Em três anos, de 2010 a 2013, o número de investigações do Ministério Público Federal (MPF) sobre trabalho escravo aumentou 800%. No mesmo período, foram ajuizadas 469 ações pelo crime de reduzir trabalhadores à condição equivalente à de escravo, como péssimas condições de trabalho e restrição do direito de ir e vir. Além dessas, outros 110 inquéritos por frustração dos direitos trabalhistas, e 47 por aliciamento de trabalhadores de um local para outro do território nacional foram abertos, com pena prevista para os infratores de prisão de 2 a 8 anos, além de multa.
O volume das denúncias e o número crescente de evidências e flagrantes, porém, não resultou em nenhuma prisão ou condenação durante o período delimitado pela pesquisa, segundo informa o mesmo MPF. A justificativa para a impunidade vem do próprio Ministério Público: o desenrolar arrastado dos julgamentos nos tribunais.
O quadro de impunidade criado por esse quadro pode mudar. Na busca de uma solução para a situação, o MPF vai, ainda esta semana, pedir ao Conselho Nacional de Justiça (CNJ) que priorize esses casos e que as ações ajuizadas entre 2010 e 2013 sejam, finalmente, julgadas em definitivo até dezembro de 2014.
Prioridade para a PEC do Trabalho Escravo
No Congresso Nacional, a Proposta de Emenda Constitucional que trata do assunto, conhecida como PEC do Trabalho Escravo (PEC 57-A/1999), tramita há quase 15 anos. Seu eixo central é a desapropriação de propriedades e/ou instalações onde se explora o trabalho forçado , sem qualquer indenização aos proprietários.
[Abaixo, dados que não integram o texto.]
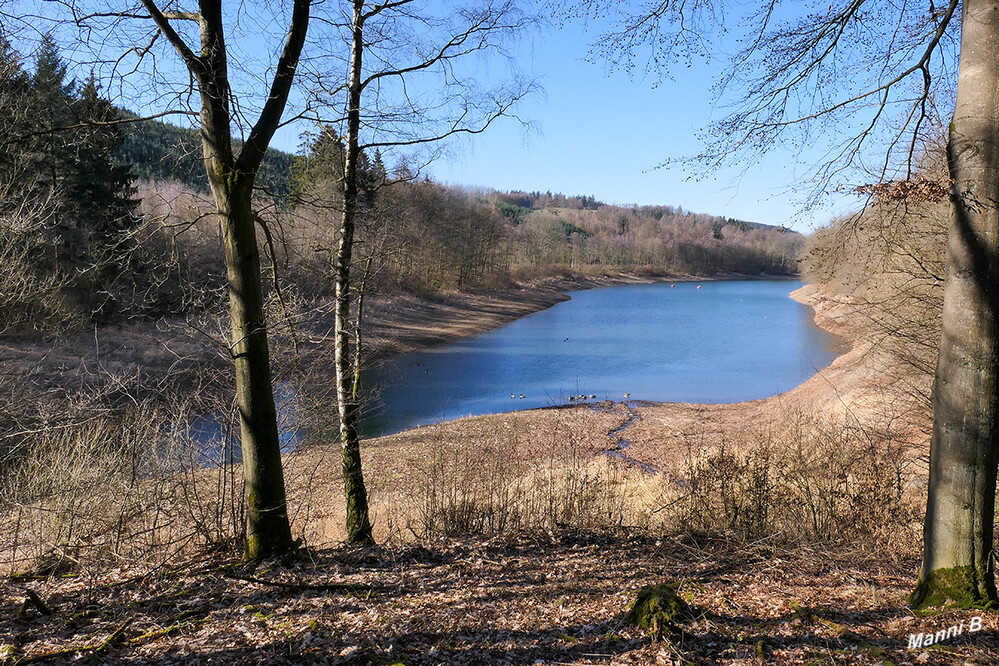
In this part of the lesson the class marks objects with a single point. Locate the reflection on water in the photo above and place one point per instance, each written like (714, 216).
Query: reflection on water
(717, 342)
Ou seja, além de enfrentar o processo criminal, os exploradores dos trabalhadores sofreriam uma punição econômica aos que praticam o trabalho escravo, que passaria a ser equiparado a outros crimes considerados de alta gravidade, como a produção de drogas para o narcotráfico. As terras expropriadas seriam destinadas à reforma agrária ou a programas de habitação popular.
Aprovada em segundo turno pela Câmara, a PEC voltou a ser analisada no Senado. Mobilizados, senadores ligados à bancada ruralista se articularam na Comissão Mista de Consolidação de Leis do Congresso para desfigurar a proposta. A alegação deles é que a definição de trabalho escravo é “muito vago”, ainda que o conceito esteja claramente definido no Código Penal.
O artigo 149 define claramente o que determina a condição de trabalho análogo ao de escravo: condições degradantes de trabalho (situações que colocam em risco a saúde e a vida do trabalhador); jornada exaustiva; trabalho forçado e servidão por dívida. Os ruralistas também reclamaram que a atual legislação “dá muito poder” aos fiscais do Ministério do Trabalho.
A Comissão apresentou então uma proposta que determina que o Congresso deve definir o conceito de trabalho escravo antes de se aprovar a PEC. Relator dessa proposta, o senador Romero Jucá (PMDB-RR) definiu que o simples descumprimento da legislação trabalhista não pode ser considerado trabalho escravo. Ele também retirou da definição de trabalho escravo a sujeição do trabalhador a jornadas exaustivas e a condições degradantes de trabalho, como prevê o Código Penal. O relatório de Jucá prevê que, somente será considerado trabalho escravo quando houver coação para trabalhos forçados, restrição da liberdade ou coação por dívida ou apropriação de objetos pessoais.
Para o líder do PT no Senado, Wellington Dias (PI), o tema é prioridade máxima em 2014. Votar a PEC do Trabalho Escravo, segundo ele, é uma forma de homenagear o líder do Movimento dos Trabalhadores Sem Terra Bruno Maranhão, que morreu no Recife nesta semana.
No Brasil, 2.232 investigações de crimes relacionados à prática de trabalho escravo – que incluem a frustração de direitos e aliciamento – estão em andamento. O crime é mais comum em áreas rurais, em carvoarias, confecção de roupas, construção civil e para fins de exploração sexual. São Paulo lidera o número de investigações, 492. O estado é seguido pelo Pará (308), Minas Gerais (231) e Mato Grosso (140).
Consideradas apenas as investigações por redução a condição análoga a de escravo, o Pará lidera a lista, com 295, seguido por Minas Gerais (174) e Mato Grosso (135). São Paulo cai para a quarta posição, com 125 investigações em curso.